Breakdown of Unitary Octet Symmetry in a Nonlinear Spinor Model of Elementary-Particle Theory

Abstract

We consider the spontaneous breakdown of unitary octet symmetry in a nonlinear spinor model of elementary-particle theory. Our model is an adaptation to unitary octet symmetry of a model originated by Nambu and Jona-Lasinio and contains $S{U}_3\otimes S{U}_3$ symmetry in the same way that their model contained $S{U}_2\otimes S{U}_2$ symmetry. We derive an exact formula for the physical baryon mass that reduces to the usual superconductor-type formula in the lowest order approximation. Nonperturbative solutions that leave the physical $\Lambda$ and $\Sigma$ masses degenerate are obtained. We confirm the presence in our nonperturbative solutions of massless pseudoscalar and scalar mesons transforming as components of $F$-type octets as predicted by the Goldstone theorem.
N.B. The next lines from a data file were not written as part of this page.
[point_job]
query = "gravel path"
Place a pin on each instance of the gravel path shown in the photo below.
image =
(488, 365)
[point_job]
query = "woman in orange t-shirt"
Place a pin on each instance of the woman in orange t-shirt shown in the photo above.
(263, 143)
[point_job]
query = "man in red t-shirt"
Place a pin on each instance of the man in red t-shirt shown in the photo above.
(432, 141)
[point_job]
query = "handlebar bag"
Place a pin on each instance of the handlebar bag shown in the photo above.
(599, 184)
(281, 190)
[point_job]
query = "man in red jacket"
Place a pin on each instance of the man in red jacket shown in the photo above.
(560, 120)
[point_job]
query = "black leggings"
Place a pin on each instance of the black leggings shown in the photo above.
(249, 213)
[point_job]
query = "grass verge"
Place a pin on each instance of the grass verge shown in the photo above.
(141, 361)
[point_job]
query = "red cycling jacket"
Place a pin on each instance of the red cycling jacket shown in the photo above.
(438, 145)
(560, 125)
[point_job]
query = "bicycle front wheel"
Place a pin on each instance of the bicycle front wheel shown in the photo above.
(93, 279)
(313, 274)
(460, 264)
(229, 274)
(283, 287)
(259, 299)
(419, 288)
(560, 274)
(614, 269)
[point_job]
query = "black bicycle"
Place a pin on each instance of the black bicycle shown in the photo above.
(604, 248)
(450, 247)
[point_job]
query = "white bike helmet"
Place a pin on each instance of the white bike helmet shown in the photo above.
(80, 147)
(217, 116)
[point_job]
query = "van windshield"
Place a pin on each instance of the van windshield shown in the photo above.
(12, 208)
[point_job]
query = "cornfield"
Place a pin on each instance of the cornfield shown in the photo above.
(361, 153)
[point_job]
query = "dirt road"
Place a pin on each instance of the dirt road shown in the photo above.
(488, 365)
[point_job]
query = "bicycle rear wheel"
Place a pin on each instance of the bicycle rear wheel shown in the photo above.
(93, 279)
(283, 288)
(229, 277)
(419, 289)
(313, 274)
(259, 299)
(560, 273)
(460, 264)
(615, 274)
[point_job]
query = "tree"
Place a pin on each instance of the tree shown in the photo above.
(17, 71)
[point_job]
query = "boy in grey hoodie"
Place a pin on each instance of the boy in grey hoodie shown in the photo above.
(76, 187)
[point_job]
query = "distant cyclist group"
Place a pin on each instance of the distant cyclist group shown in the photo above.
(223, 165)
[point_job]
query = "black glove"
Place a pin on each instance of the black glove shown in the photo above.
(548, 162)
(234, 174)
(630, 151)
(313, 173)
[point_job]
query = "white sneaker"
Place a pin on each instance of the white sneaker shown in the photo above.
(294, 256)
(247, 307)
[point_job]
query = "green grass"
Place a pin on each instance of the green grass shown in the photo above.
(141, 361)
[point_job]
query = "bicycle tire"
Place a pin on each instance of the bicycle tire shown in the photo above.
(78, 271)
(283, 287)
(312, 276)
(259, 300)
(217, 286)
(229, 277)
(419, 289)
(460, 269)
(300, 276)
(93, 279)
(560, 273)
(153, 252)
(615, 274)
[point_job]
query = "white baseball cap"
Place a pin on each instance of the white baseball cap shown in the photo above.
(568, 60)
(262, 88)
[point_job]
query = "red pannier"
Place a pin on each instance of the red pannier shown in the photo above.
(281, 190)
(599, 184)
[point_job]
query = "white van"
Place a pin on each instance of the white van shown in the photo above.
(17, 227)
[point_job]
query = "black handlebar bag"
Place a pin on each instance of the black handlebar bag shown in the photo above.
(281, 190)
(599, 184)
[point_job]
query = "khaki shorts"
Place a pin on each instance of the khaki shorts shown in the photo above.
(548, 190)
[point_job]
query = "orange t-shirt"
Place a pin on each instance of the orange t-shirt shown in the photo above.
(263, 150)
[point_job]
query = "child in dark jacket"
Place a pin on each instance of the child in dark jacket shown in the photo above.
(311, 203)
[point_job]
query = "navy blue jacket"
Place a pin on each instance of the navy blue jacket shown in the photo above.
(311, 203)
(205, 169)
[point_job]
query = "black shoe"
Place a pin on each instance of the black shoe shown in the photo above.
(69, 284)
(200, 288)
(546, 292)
We also find massless pseudoscalar and scalar mesons that transform as components of unitary spin decimets. We explain that only the $F$ octets are Goldstone mesons associated with the spontaneous breakdown of octet symmetry in our model, whereas the massless decimets are associated with the invariance of a restricted part of our Lagrangian under a larger group and their masslessness is not a consequence of symmetry breakdown in our solutions.